Gov. Mary Fallin said to look for her office to begin discussing what state government can and cannot do in trying to develop an Oklahoma health care plan. This Oklahoma plan will be developed to comply with federal laws that cannot be avoided, she said recently before members of the Edmond Area Chamber of Commerce.
Fallin said this Oklahoma initiative will be designed “to help people get insurance and have something that’s affordable, practical for our state.”
Her office continues to look for ways to salvage Insure Oklahoma from being terminated Dec. 31.
The Affordable Care Act would allow 500,000 uninsured Oklahomans to become eligible for health insurance. Seven percent of children and 20 percent of all Oklahoma adults from 19 to 64 years of age are currently without health insurance, according to the Oklahoma Health Care Authority.
Insure Oklahoma is scheduled to end Dec. 31 because it does not meet all requirements of the Affordable Care Act, according to the Centers for Medicare and Medicaid Services. Insure Oklahoma currently has an enrollment cap of 35,000, which is determined by the state’s budget.
President Barack Obama asked Fallin to let him know of the state’s needs when he visited Moore in May after central Oklahoma was ravaged by tornadoes.
“He said so profusely many times, ‘Anything we can do for you, Mary, in Oklahoma,’” Fallin said. “I said, ‘I do have something I want you to do.

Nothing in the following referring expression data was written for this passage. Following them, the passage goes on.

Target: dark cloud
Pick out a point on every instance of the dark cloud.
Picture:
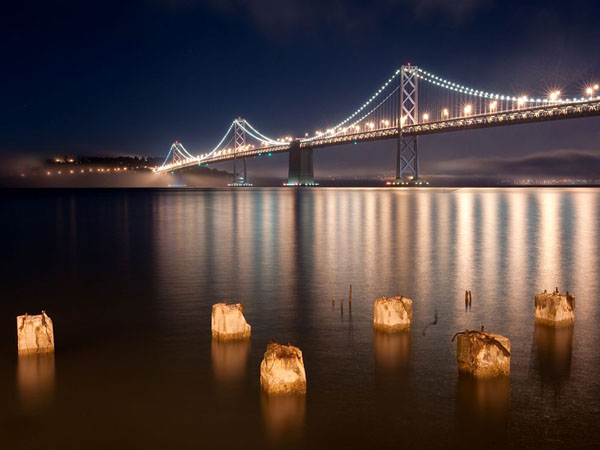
(564, 163)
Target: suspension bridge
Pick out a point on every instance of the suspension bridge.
(411, 103)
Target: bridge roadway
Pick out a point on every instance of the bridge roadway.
(525, 115)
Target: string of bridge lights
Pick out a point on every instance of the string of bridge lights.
(372, 125)
(265, 139)
(332, 131)
(553, 97)
(342, 127)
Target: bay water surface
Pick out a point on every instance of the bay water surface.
(129, 276)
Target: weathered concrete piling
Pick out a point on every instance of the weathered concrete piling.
(228, 322)
(35, 334)
(282, 370)
(555, 309)
(392, 314)
(482, 354)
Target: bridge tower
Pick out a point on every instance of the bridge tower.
(407, 162)
(239, 164)
(300, 171)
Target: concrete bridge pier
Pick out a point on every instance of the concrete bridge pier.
(301, 166)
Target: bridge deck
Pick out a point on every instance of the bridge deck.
(521, 116)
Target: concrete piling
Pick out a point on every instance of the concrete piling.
(35, 334)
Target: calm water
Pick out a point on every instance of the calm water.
(129, 278)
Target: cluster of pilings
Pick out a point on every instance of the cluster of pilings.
(479, 353)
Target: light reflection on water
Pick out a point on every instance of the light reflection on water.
(129, 278)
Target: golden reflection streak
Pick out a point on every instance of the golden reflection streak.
(465, 251)
(549, 246)
(283, 415)
(35, 381)
(489, 242)
(518, 250)
(585, 250)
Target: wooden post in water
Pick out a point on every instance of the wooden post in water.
(350, 300)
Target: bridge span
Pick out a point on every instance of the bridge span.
(420, 103)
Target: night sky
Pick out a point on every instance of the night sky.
(129, 77)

First of all I want you to free Michael Behenna from prison. And secondly, I want you to extend my Insure Oklahoma waiver.’”

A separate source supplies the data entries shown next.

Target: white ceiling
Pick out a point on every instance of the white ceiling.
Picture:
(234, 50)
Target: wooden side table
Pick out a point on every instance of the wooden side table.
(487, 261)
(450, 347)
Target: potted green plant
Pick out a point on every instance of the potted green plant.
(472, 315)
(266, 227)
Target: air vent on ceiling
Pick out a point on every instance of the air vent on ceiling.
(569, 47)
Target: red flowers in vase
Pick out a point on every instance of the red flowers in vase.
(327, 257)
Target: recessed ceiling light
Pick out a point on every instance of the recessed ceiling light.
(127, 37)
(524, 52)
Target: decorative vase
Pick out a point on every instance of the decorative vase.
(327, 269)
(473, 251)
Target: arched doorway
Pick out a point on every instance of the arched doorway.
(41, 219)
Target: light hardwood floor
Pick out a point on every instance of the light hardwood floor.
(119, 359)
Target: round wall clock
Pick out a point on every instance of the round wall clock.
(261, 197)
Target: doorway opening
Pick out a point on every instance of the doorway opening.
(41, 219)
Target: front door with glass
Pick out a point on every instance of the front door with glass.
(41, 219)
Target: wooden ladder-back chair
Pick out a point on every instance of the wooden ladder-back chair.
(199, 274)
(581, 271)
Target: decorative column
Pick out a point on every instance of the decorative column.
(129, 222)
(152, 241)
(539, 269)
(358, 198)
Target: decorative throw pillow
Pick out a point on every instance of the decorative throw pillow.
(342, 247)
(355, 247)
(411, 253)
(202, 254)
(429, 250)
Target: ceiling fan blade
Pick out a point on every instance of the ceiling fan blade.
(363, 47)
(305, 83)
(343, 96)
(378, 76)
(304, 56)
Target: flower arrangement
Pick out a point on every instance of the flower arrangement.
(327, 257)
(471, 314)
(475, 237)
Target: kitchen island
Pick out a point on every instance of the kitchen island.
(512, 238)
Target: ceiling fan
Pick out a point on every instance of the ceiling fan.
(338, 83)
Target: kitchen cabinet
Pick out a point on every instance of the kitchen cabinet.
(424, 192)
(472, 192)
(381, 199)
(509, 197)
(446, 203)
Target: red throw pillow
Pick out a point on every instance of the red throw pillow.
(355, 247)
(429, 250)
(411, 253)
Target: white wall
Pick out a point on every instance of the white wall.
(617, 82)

Fallin made a formal request with the White House three weeks ago to extend the Insure Oklahoma waiver. So far the waiver has not been denied, Fallin said. State Medicaid Director Dr. Garth Splinter, is in conversation with the U.S. Department of Human Services.
A bipartisan effort to create Insure Oklahoma brought voters to pass a ballot initiative in 2004. State tax revenues are dedicated to Insure Oklahoma. The program depends on federal Medicaid money and state tobacco tax revenue. Additionally, employer and employee contributions to the program help fund private insurance plans for individuals earning up to 200 percent of poverty level.
The program covers non-disabled working adults and their spouses, disabled working adults, employees of not-for-profit businesses with fewer than 500 employees, foster parents, and full-time college students. The program also offers coverage for dependent children of Insure Oklahoma members.
State Democratic leader Sean Burrage of Claremore has called for the state to accept federal funding and expand Medicaid using the tax dollars Oklahomans already have sent to Washington. In 2011, Fallin rejected $54 million of federal funding for the state to create a health care exchange.
The Oklahoma Health Care Authority contracted Leavitt Partners in February to evaluate the state’s Medicaid program.
OHCA authorized a $500,000 contract for the Leavitt report. However, the company came in under budget so the final cost was about $248,000, said Aaron Cooper, the governor’s press secretary.
Leavitt released the report last week with recommendations on how the state can best access quality health care.
The use of state funds is listed in the report as a state option to utilizing federal funding that is available to provide premium assistance to some poor Oklahomans.
“Buried in the report is the fact that, according to Jackson-Hewitt, even if 75 percent of those people can then afford to buy coverage through the healthcare exchange, the potential employer tax penalty in Oklahoma could range from $35 million to $52.6 million annually,” Burrage said. “So, even the best idea that doesn’t take federal dollars to expand Medicaid will result in a de facto $35-$52.6 million tax on Oklahoma small businesses,” Burrage said.
Fallin told the chamber that she looks forward to reviewing Leavitt’s recommendations to determine how the state can best move forward.
“Her goal continues to be improving access to high quality, affordable care for all Oklahomans,” Cooper said. “However, like most Oklahomans, she does not believe that the Medicaid expansion outlined in Obamacare is an acceptable way of achieving these results.”